Incredible Hubble Photo Shows Jets Blasting Across Space in Rare Celestial Phenomenon

In a new Hubble Space Telescope photo, a newborn star system is seen in all its dynamic glory 1,400 light years from Earth.
It's called IRAS 05491+0247 and is located at the center of a rare and beautiful cosmic interaction known as a Herbig Haro object. The Herbig-Haro object HH 111 is powered by a binary star, which sends powerful astrophysical beams into the surrounding space.

Herbig-Haro objects can be some of the most impressive in the galaxy. However, they need a certain set of circumstances. First, you will need a babystar. These stars are made from dense clumps formed in a molecular cloud. They collapse under their own gravity and spin to accret material from the cloud.

The star can then launch powerful plasma jets from its poles during this process. Some of the accretion material swirling around the star is thought to be funneled along star's magnetic fields, which accelerates the particles so that they can reach the poles at high speeds and launch them into space as tight collimated jets.

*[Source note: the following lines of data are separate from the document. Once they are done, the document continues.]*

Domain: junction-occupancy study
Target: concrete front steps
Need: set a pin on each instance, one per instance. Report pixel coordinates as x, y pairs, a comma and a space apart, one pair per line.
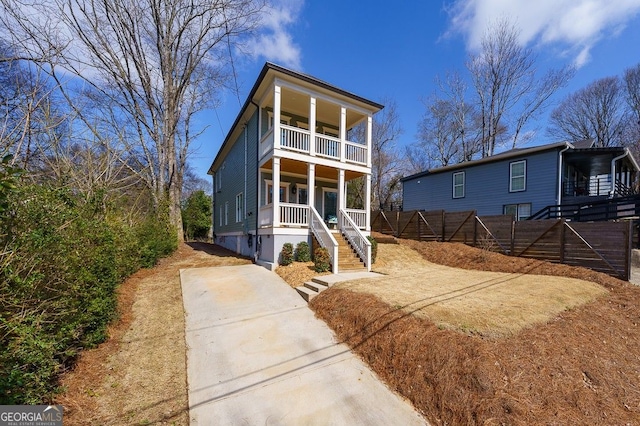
348, 259
312, 288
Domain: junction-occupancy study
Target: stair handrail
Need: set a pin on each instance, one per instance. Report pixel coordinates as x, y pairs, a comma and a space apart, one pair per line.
355, 237
324, 237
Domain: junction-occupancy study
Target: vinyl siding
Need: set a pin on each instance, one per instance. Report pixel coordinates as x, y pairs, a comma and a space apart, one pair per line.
486, 186
236, 181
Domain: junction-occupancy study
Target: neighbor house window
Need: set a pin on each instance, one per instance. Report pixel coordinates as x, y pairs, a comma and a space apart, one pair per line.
518, 176
239, 207
458, 185
518, 211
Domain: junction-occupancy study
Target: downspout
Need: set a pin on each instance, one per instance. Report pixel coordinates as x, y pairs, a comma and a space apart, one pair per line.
560, 172
258, 241
613, 171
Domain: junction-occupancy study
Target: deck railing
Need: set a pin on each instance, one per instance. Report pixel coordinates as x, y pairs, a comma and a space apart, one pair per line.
359, 217
324, 237
294, 138
299, 140
357, 239
294, 214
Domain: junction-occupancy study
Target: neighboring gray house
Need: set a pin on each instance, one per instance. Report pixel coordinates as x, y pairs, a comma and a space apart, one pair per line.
523, 181
292, 134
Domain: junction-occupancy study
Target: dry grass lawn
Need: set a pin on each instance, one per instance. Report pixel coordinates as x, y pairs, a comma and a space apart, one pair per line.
487, 303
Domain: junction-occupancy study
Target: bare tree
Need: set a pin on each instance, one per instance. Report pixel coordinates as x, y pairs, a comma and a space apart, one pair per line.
632, 87
508, 92
153, 64
595, 112
447, 131
387, 161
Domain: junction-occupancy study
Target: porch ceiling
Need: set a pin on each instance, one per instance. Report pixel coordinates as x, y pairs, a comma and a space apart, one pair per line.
592, 162
300, 168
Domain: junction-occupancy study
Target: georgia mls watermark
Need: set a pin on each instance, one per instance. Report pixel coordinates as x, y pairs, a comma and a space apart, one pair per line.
30, 415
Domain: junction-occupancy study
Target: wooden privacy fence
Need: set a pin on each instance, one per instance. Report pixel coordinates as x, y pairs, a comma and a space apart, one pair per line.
601, 246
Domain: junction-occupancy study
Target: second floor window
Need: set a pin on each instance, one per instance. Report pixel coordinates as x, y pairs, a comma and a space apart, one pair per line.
458, 185
239, 207
518, 176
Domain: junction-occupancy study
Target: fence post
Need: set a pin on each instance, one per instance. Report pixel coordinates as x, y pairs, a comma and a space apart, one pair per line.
562, 239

This material is ionized by the insane temperatures, transforming it into plasma.

These jets travel at speeds of hundreds of kilometers an hour and then smash into the molecular cloud surrounding them. These interactions cause hot temperatures to make the material glow brightly. However, they also evolve quickly, especially on cosmic timescales. They can change observably in just a few decades.

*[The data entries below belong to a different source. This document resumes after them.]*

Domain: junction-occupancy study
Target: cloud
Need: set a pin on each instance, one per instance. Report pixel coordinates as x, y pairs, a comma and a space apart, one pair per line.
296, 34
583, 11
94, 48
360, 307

Jets coming from HH 111. (ESA/Hubble & NASA, B. Nisini)

One of the binary stars that created the HH 111 bipolar jet was located near a central star torus, which is a collection of gas and dust. This was the material that accreted the stars. A jet extends 12 light-years from each star's pole.

This star's binary companion is also spitting out jets as was discovered some years ago. It appears to be perpendicular to the first star. This means that its smaller jets blast out at right angles to larger ones.

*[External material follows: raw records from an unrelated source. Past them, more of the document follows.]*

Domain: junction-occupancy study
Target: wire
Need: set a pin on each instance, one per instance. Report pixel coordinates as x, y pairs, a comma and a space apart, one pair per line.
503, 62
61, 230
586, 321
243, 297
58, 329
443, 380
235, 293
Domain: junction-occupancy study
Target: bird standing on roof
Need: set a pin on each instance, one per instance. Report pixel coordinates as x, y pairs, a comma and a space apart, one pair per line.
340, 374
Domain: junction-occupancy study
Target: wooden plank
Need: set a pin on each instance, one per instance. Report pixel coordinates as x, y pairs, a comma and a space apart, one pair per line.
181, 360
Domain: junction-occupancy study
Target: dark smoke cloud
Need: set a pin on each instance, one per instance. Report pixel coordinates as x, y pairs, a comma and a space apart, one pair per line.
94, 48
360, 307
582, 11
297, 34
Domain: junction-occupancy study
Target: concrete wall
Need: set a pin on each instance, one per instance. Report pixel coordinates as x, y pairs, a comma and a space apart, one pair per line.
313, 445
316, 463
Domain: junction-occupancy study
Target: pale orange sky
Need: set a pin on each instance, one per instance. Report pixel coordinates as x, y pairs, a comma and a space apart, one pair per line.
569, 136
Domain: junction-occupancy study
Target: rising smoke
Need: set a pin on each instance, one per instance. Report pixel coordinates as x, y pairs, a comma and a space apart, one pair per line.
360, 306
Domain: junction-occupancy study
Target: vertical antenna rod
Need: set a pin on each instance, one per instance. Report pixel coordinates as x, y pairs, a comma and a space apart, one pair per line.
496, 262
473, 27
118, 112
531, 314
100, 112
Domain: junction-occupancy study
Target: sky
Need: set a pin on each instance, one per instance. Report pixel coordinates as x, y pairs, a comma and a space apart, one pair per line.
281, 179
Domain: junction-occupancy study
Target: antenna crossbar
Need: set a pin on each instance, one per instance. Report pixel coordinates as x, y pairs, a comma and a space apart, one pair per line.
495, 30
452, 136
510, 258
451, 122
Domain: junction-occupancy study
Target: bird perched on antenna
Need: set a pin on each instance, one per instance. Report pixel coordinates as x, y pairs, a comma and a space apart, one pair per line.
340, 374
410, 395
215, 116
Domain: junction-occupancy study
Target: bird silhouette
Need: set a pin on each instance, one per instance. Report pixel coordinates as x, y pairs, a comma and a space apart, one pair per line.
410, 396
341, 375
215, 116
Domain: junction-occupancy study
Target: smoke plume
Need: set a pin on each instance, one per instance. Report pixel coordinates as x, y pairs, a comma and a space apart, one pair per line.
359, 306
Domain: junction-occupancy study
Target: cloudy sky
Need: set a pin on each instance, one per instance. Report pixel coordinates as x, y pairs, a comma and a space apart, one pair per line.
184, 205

These objects can be very bright in optical wavelengths but their dusty surroundings prevent much of the light from escaping. For example, instruments that penetrate dust can image in infrared wavelengths to reveal details we wouldn't otherwise be able. This is how secondary jets were first discovered in 2000.

Star system objects. (ESA/NASA).

Images from 2000 also revealed a third star. This appears to have been ejected out of the baby system in an interaction that could reveal why the Sun is not in a binary.

This new image was taken using Hubble's Wide Field Camera 3 instrument. It shows the bright jets shining through the dense molecular cloud dust.

Download wallpaper-sized versions Hubble's image HH 111 from the Hubble website.